Пастернак в своем первом сборнике стихов «Близнец в тучах» использует тот же набор приемов, что и Маяковский, метафора у него временно выходит на первый план. Но после прививки поэзией Маяковского он избирает другой путь. «Система метонимий, а не метафор — вот что придает его творчеству “лица необщее выражение”. Его лиризм, в прозе или в поэзии, пронизан метонимическим принципом, в центре которого — ассоциация по смежности»{233}, — пишет исследователь. Поясним на примерах, что это значит. Сам лирический герой, главное лицо поэзии вроде бы отодвигается на второй план. Но это только иллюзия. Образы внешнего мира оказываются отброшенными бликами, метонимическими выражениями лирического «я». Вместо героя научаются переживать его чувства окружающие предметы. При виде возлюбленной дрожит и трясется не герой, а антресоль («…даже антресоль/ При виде плеч твоих трясло»); не он, а его родной город, забыв умыться, падает от усталости в постель («Грязный, фемучий, в постель/ Падает город с дороги»); не он, а чердак декламирует любимые стихи («Задекламирует чердак / С поклоном раме и зиме…»); даже городской ландшафт напоминает внешне героя («…улицы лоб был крут, / И на небо смотрел исподлобья булыжник») и т. д. Примеры подобного рода метонимий в творчестве Пастернака бесчисленны.
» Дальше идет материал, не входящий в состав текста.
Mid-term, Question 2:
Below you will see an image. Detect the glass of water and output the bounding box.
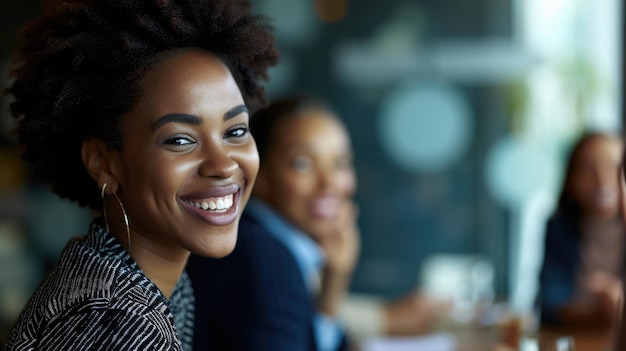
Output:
[519,334,574,351]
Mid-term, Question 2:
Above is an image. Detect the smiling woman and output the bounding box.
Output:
[2,0,277,350]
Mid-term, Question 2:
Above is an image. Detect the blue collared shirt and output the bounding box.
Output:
[246,198,342,351]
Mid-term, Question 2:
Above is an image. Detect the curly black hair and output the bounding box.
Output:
[553,130,622,222]
[6,0,278,210]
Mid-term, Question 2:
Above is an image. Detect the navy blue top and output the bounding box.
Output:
[537,214,581,325]
[187,201,347,351]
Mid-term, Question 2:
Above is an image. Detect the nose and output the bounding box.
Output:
[198,146,239,179]
[317,168,337,192]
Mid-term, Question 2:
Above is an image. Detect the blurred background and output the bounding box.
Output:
[0,0,624,340]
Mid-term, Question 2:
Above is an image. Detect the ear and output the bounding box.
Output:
[81,138,119,193]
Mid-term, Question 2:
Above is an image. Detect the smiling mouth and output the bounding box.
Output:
[183,194,233,212]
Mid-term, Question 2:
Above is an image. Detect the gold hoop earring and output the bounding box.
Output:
[100,183,130,252]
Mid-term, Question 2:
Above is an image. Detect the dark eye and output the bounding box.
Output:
[226,126,249,138]
[163,137,195,146]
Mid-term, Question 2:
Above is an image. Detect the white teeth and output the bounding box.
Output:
[187,194,233,212]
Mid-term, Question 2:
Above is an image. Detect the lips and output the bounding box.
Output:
[309,197,339,219]
[180,184,241,226]
[183,194,234,212]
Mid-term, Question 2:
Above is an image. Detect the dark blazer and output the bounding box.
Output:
[537,214,581,325]
[187,212,316,351]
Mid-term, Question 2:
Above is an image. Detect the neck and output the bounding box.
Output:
[122,232,189,300]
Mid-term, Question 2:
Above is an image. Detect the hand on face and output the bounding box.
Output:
[586,272,624,321]
[314,201,361,274]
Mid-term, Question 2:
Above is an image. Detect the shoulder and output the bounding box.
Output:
[7,300,181,350]
[546,213,580,240]
[9,241,175,349]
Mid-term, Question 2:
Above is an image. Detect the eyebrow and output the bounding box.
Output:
[152,105,248,131]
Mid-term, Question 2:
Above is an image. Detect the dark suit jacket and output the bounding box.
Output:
[187,212,346,351]
[538,214,581,325]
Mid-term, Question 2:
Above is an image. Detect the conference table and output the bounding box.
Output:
[452,327,615,351]
[357,324,614,351]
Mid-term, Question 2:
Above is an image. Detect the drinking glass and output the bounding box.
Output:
[519,334,574,351]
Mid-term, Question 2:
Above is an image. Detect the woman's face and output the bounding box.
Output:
[569,137,622,218]
[257,111,356,238]
[118,50,259,257]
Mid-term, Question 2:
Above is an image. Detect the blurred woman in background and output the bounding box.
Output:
[538,133,626,329]
[188,96,444,350]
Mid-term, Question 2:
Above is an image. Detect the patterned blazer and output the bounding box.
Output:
[6,221,194,351]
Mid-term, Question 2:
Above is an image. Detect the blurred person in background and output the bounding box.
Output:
[187,96,444,351]
[538,132,626,329]
[6,0,277,351]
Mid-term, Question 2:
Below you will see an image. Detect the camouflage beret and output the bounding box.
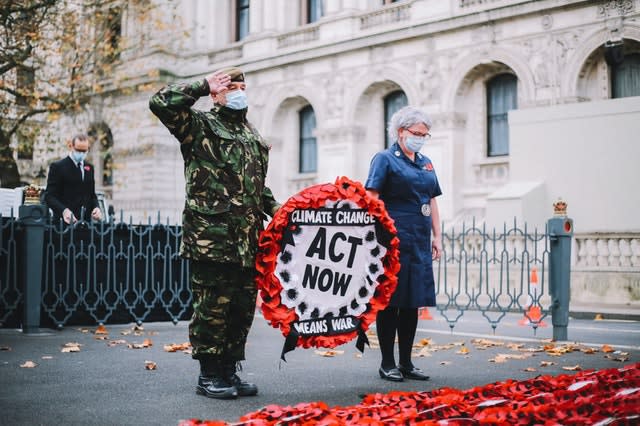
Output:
[218,67,244,81]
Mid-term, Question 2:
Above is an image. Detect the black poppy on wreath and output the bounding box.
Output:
[256,178,399,359]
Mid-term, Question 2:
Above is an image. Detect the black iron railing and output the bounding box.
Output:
[0,205,572,339]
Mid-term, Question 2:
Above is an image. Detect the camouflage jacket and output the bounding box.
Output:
[149,80,279,267]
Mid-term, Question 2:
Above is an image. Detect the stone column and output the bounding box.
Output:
[249,0,265,35]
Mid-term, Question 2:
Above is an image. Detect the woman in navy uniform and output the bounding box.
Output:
[365,106,442,381]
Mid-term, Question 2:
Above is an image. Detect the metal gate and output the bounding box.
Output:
[0,205,573,340]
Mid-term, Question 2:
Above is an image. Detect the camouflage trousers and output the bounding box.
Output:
[189,260,258,362]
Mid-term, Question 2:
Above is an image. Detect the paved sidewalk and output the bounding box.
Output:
[0,315,640,425]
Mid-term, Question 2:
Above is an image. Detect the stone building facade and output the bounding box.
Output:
[37,0,640,303]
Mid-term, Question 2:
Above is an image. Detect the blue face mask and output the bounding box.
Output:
[225,90,249,110]
[404,136,427,152]
[71,151,87,163]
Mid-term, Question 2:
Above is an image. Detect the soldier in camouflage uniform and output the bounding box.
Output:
[149,68,279,398]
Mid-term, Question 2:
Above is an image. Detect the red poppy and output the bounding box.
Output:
[181,363,640,426]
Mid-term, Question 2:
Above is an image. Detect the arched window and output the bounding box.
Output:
[303,0,322,24]
[487,74,518,157]
[235,0,249,41]
[384,90,409,148]
[298,105,318,173]
[611,53,640,98]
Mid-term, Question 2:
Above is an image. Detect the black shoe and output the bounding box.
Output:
[227,374,258,396]
[378,367,404,382]
[196,376,238,399]
[398,365,429,380]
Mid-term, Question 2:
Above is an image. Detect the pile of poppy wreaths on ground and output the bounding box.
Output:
[180,363,640,426]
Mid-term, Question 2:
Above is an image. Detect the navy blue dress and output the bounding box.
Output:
[365,143,442,308]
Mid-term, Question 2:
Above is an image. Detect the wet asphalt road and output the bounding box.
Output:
[0,312,640,425]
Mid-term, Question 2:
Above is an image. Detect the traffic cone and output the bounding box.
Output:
[418,308,433,319]
[518,266,547,327]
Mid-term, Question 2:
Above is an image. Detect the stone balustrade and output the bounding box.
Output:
[574,233,640,272]
[360,3,411,30]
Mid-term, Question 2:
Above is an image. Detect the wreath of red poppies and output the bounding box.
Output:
[256,177,400,348]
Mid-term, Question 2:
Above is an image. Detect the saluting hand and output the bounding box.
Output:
[205,71,231,96]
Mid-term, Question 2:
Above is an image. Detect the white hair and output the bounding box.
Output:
[387,106,432,143]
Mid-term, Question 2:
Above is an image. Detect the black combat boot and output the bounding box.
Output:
[222,361,258,396]
[196,359,238,399]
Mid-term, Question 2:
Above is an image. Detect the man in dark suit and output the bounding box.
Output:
[45,135,102,223]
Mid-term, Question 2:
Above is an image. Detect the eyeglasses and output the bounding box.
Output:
[405,129,431,140]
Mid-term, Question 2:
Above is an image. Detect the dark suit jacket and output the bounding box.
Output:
[45,156,98,221]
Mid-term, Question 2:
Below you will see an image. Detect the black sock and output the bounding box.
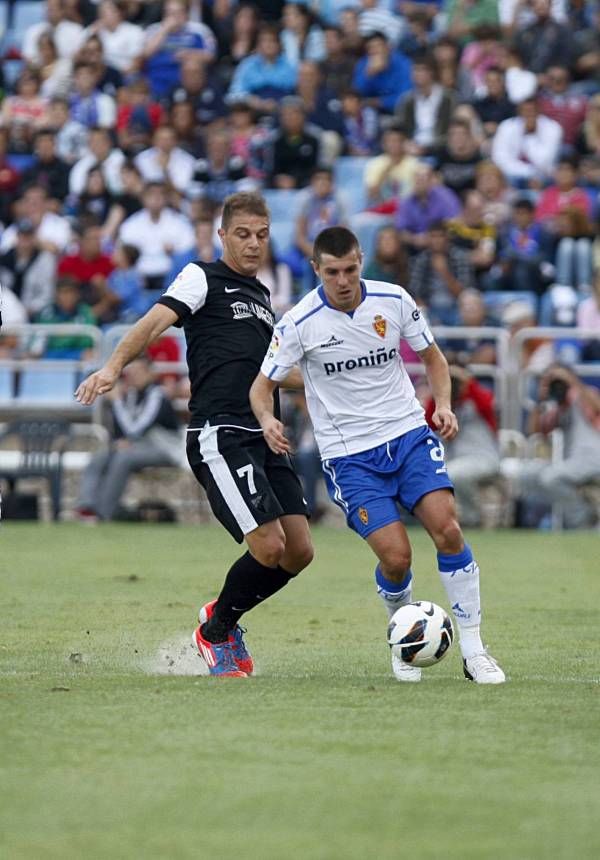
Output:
[202,552,295,642]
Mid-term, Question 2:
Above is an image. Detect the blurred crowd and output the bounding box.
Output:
[0,0,600,524]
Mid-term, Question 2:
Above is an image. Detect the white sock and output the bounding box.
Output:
[438,544,485,657]
[375,565,412,618]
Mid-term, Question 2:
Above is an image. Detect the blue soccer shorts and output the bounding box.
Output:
[323,427,454,538]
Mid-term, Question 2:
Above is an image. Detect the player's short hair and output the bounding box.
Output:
[313,227,360,263]
[221,191,271,230]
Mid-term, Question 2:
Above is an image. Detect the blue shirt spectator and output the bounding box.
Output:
[352,33,412,113]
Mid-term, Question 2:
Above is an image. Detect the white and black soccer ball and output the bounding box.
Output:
[388,600,454,666]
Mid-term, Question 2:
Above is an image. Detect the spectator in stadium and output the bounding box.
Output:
[409,221,475,325]
[118,182,194,290]
[47,98,89,167]
[143,0,217,98]
[446,190,496,288]
[228,24,298,114]
[576,269,600,362]
[21,128,69,209]
[515,0,572,76]
[396,54,455,155]
[281,2,325,68]
[296,60,344,143]
[575,92,600,156]
[72,167,113,224]
[352,33,411,113]
[76,358,182,523]
[396,164,461,253]
[295,167,348,293]
[32,31,72,99]
[134,125,196,202]
[0,185,71,254]
[554,206,594,295]
[69,126,125,197]
[75,36,123,101]
[341,90,379,157]
[473,66,515,139]
[188,126,252,204]
[83,0,144,75]
[517,364,600,528]
[213,2,260,82]
[538,63,587,148]
[364,123,419,213]
[475,161,511,230]
[164,212,220,290]
[1,69,48,153]
[269,96,320,188]
[108,244,151,323]
[169,56,227,126]
[535,157,592,231]
[320,26,356,98]
[69,60,117,129]
[460,24,503,97]
[425,365,500,528]
[21,0,83,65]
[438,289,497,367]
[363,225,408,287]
[0,126,21,223]
[358,0,404,48]
[488,197,554,295]
[117,75,165,140]
[492,98,562,189]
[433,119,483,195]
[28,277,96,359]
[0,218,56,318]
[58,219,119,325]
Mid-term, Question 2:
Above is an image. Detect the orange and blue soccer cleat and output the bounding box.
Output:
[198,600,254,675]
[192,627,248,678]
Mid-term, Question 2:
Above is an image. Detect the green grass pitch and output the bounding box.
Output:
[0,523,600,860]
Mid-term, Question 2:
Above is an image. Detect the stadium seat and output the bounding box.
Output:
[17,367,76,403]
[333,156,368,215]
[0,367,14,400]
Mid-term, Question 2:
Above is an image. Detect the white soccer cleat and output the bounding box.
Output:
[463,651,506,684]
[392,653,421,684]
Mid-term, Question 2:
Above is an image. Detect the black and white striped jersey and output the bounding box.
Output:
[158,260,279,429]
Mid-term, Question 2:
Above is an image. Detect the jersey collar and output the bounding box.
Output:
[317,278,367,319]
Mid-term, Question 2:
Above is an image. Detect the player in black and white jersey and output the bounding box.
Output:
[75,192,313,676]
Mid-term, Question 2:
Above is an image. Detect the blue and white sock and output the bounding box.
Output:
[375,565,412,618]
[438,544,485,657]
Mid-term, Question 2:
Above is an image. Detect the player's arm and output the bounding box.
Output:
[75,304,178,406]
[419,343,458,442]
[250,372,290,454]
[279,367,304,391]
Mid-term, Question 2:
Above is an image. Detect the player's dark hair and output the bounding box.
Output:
[313,227,360,263]
[221,191,271,230]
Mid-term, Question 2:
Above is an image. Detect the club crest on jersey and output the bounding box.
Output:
[373,314,387,337]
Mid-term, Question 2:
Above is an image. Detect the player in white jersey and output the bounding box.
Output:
[250,227,505,684]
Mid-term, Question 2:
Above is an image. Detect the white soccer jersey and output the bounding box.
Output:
[261,280,434,460]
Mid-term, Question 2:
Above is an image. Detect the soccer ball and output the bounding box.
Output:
[388,600,454,666]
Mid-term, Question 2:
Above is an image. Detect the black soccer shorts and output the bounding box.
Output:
[187,423,308,543]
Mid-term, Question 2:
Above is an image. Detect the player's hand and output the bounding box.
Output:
[75,367,119,406]
[262,416,291,454]
[431,406,458,442]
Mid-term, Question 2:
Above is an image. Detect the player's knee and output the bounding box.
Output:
[252,534,285,567]
[434,517,464,555]
[380,547,412,582]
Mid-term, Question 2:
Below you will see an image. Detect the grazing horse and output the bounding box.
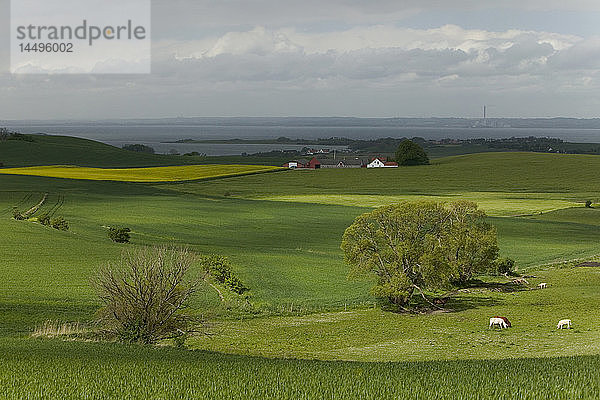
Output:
[490,317,510,329]
[556,319,571,329]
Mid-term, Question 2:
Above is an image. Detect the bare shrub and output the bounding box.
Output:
[93,247,200,344]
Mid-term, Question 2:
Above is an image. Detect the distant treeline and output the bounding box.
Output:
[122,144,154,154]
[177,136,600,154]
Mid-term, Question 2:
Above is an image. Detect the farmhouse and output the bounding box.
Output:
[367,157,398,168]
[321,158,367,168]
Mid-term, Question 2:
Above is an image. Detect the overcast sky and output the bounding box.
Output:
[0,0,600,120]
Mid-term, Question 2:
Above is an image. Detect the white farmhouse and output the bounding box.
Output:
[367,158,398,168]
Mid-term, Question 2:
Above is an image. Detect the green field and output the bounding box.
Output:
[0,137,600,399]
[0,165,281,182]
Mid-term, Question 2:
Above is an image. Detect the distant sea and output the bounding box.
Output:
[8,122,600,155]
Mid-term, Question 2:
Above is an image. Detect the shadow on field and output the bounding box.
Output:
[444,279,530,311]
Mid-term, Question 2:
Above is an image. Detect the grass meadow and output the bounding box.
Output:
[0,141,600,399]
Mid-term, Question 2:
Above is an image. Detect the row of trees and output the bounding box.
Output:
[341,201,498,309]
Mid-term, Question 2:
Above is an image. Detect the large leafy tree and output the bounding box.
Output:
[396,139,429,165]
[341,201,498,308]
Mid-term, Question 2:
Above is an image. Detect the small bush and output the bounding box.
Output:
[200,255,248,294]
[108,227,131,243]
[50,217,69,231]
[92,247,199,344]
[494,258,515,275]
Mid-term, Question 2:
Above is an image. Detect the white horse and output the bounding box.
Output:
[490,318,508,329]
[556,319,571,329]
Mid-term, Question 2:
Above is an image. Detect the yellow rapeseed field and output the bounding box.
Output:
[0,165,282,182]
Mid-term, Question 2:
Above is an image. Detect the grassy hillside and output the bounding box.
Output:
[0,340,600,400]
[0,144,600,399]
[0,135,192,168]
[165,153,600,198]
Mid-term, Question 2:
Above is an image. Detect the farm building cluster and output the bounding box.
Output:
[283,157,398,169]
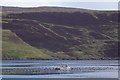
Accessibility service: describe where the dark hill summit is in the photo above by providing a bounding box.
[2,7,119,59]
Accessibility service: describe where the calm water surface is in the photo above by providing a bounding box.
[0,60,119,78]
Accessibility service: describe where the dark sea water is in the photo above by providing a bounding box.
[0,60,119,78]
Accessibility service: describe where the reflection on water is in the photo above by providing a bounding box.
[0,60,119,78]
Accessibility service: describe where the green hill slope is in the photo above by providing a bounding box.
[2,30,52,59]
[2,6,119,59]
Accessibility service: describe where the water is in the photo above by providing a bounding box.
[0,60,119,78]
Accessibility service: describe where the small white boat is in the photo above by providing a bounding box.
[55,65,71,70]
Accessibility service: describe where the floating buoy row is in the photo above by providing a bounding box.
[2,67,117,74]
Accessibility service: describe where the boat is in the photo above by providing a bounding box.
[55,65,71,70]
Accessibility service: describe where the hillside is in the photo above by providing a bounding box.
[2,30,52,59]
[2,8,119,59]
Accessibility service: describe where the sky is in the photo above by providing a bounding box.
[0,0,119,10]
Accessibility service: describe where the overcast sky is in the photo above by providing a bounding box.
[0,0,119,10]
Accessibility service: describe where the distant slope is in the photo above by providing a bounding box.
[2,30,52,59]
[2,8,119,59]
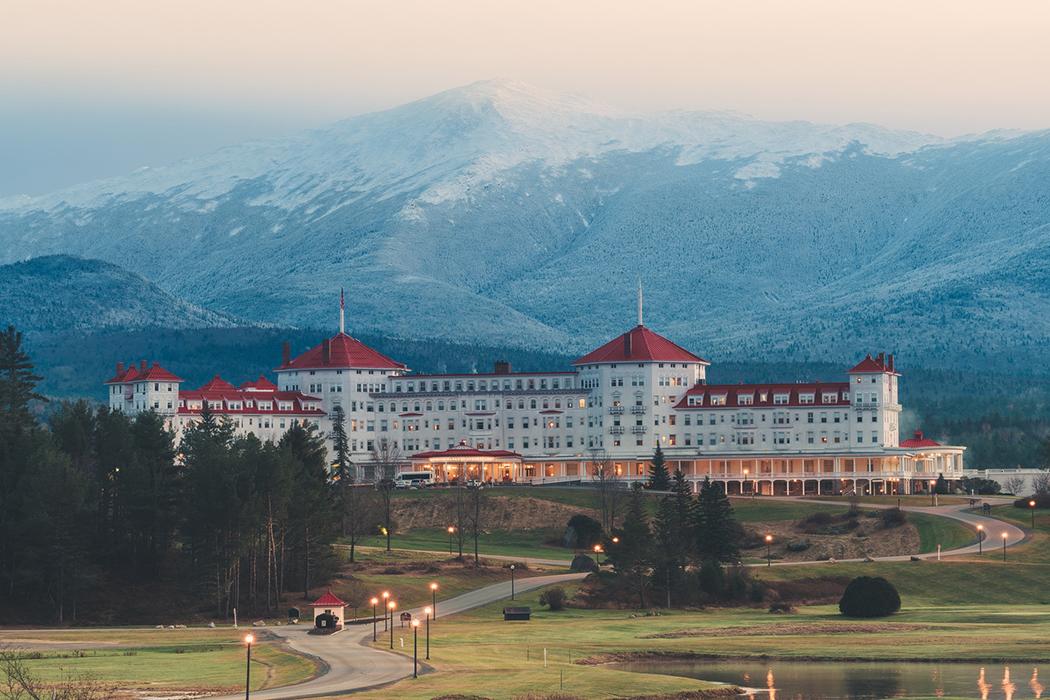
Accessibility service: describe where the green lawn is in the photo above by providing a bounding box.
[0,629,317,691]
[356,571,1050,699]
[350,506,1050,699]
[332,548,567,617]
[908,513,978,553]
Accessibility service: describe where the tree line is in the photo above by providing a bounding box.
[592,448,753,608]
[0,326,356,622]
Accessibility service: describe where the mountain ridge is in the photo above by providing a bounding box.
[0,81,1050,365]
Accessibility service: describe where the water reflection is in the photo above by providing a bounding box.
[621,661,1046,700]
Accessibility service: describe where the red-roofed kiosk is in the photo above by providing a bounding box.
[310,591,347,633]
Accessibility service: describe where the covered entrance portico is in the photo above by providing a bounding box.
[402,445,523,484]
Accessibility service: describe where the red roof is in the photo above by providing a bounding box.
[197,375,238,394]
[410,447,522,460]
[901,430,941,447]
[572,324,710,365]
[849,353,898,375]
[240,375,277,391]
[278,333,407,369]
[105,360,185,384]
[675,382,849,410]
[310,591,347,608]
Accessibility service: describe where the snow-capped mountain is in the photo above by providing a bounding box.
[0,81,1050,363]
[0,255,245,333]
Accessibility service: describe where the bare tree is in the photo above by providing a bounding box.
[0,646,117,700]
[591,451,624,532]
[452,478,468,559]
[460,482,485,568]
[1032,471,1050,495]
[1003,476,1025,495]
[372,438,404,552]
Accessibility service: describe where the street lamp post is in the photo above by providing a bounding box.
[412,620,419,678]
[245,634,255,700]
[423,608,434,661]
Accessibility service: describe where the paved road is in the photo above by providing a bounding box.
[206,574,586,700]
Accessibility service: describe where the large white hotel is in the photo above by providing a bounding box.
[106,302,965,495]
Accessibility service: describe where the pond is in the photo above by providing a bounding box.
[615,660,1050,700]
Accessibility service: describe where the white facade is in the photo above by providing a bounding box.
[109,323,964,494]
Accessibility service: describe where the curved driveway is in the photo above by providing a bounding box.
[203,574,586,700]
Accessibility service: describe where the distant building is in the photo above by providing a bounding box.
[106,295,965,495]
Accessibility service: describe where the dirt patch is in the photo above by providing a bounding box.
[744,514,920,561]
[394,493,597,530]
[643,622,930,639]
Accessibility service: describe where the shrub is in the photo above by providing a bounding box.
[882,508,908,530]
[540,586,566,612]
[569,554,597,571]
[839,576,901,617]
[798,510,832,527]
[563,513,605,549]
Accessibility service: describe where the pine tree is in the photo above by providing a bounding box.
[649,445,671,491]
[693,478,743,563]
[332,405,360,563]
[606,483,654,608]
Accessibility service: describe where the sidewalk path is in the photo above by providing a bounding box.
[208,574,586,700]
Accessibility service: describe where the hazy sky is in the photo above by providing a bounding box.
[0,0,1050,195]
Его связь не с иными мирами, не со сферами, а с самыми обычными жизненными явлениями, с повседневностью быта очевидна. «Космичность» Маяковского в конечном итоге противопоставляется «приземленности», вселенский размах — привязанности к земным деталям («бог деталей»), вечность — сиюминутности человеческого существования. Казалось бы, Пастернак ограничил себя, но это привело к обретению им своего собственного голоса, который в полной мере прозвучал уже во втором сборнике его стихов — «Поверх барьеров» (к слову, отметим, что один из вариантов его названия был «Раскованный голос»). Не случайно, вероятно, стихи этого сборника так ценил Маяковский, а строфу из стихотворения «Марбург» («В тот день всю тебя, от гребенок до ног…») знал наизусть и восторженно декламировал знакомым, называя гениальной.